Sure, he’s right that the CBO’s projections show that the law will reduce the deficit by about $140 billion over the next decade, and perhaps by more than that over the following decade.
But those projections are based on current law, which means that they assume that Medicare will cut physician payments by 21 percent. But that assumption has been proven wrong every single time the law has called for a reimbursement cut since 2003. Indeed, Congress has already declined to allow the payment reduction once in the few months since the law passed. When the law was passed, the payment reduction was supposed to happen shortly afterward.
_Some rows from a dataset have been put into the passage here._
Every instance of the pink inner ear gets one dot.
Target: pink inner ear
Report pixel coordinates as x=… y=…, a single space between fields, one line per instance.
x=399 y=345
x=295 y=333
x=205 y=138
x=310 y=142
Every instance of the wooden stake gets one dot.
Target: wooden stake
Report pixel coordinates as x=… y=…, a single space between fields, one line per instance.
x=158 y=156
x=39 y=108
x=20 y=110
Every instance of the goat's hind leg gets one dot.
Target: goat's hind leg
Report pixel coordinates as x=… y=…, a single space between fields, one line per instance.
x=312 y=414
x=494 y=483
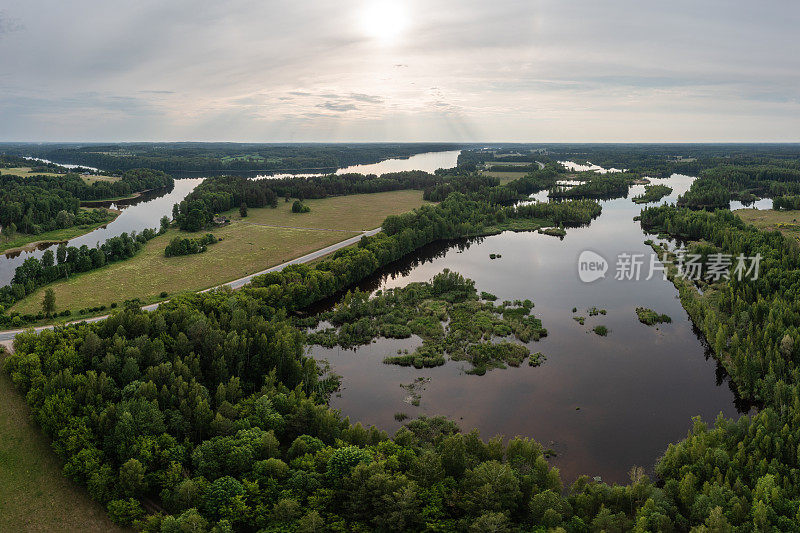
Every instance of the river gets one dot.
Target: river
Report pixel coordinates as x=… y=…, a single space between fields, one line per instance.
x=603 y=404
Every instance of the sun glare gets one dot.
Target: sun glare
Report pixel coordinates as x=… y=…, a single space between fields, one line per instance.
x=384 y=20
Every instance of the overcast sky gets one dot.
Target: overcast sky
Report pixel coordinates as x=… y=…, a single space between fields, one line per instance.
x=382 y=70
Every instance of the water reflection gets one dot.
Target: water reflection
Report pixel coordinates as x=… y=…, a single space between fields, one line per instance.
x=602 y=403
x=146 y=210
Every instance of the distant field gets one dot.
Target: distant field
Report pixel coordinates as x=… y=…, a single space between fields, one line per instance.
x=490 y=164
x=35 y=494
x=504 y=177
x=22 y=240
x=248 y=245
x=787 y=222
x=28 y=171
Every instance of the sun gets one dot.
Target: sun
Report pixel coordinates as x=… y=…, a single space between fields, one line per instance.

As virtually everyone expected, it didn’t. Instead, Congress voted to postpone the cuts for another six months.
That’s because doing away with the formula that supposedly governs the cuts would cost north of $200 billion, and no one knows how to pay for it. So Congressional Democrats asked CBO to score the law based on the assumption that the cuts wouldn’t take effect but knowing full well that the likelihood of Congress allowing doctors to feel the full force of the scheduled cuts was pretty much zero.
Orszag may want the Times’ readers to believe that the CBO’s official numbers are the only reasonable story, but back in March, former CBO director Douglas Holtz-Eakin, writing on, yes, The New York Times op-ed page, laid out a host of reasons to be skeptical of the official score. According to Holtz-Eakin, a more realistic estimate is that the law will result in a more than $550 billion increase in the deficit.
Even current CBO director Douglas Elmendorf—the same person responsible for the scores that Orszag is relying on—has implicitly suggested that, at minimum, it’s worth considering the possibility that the health care bill won’t actually pare back Medicare spending. Over the summer, he released a long-term budget analysis. That analysis contained two scenarios: The baseline scenario follows current law to the letter, and the alternative fiscal scenario that assumes that certain policy changes that are built into current law—such as the proposed Medicare cuts—do not come into effect.
And in the July report, Elmendorf and his team decided to include the assumption that the provisions in the health overhaul designed to keep health care spending in check don’t work after 2020. The results aren’t pretty:
The upshot of those differences is that Medicare spending in 2035 is projected to be about 17 percent higher under the alternative fiscal scenario than under the extended baseline scenario—a difference that persists in later years because the growth rates of spending beyond that point are the same under the two scenarios.
Now, maybe Elmendorf decided to include those assumptions in the alternative fiscal scenario purely for kicks, believing them to be totally irrelevant to the long-term fiscal outlook. But it’s a lot more likely that Elmendorf included those assumption as a warning? Or, at the very least, a strong hint that he and his team believe there’s a significant chance that the health care overhaul’s efforts to put the brakes on taxpayer-financed health care spending just won’t work?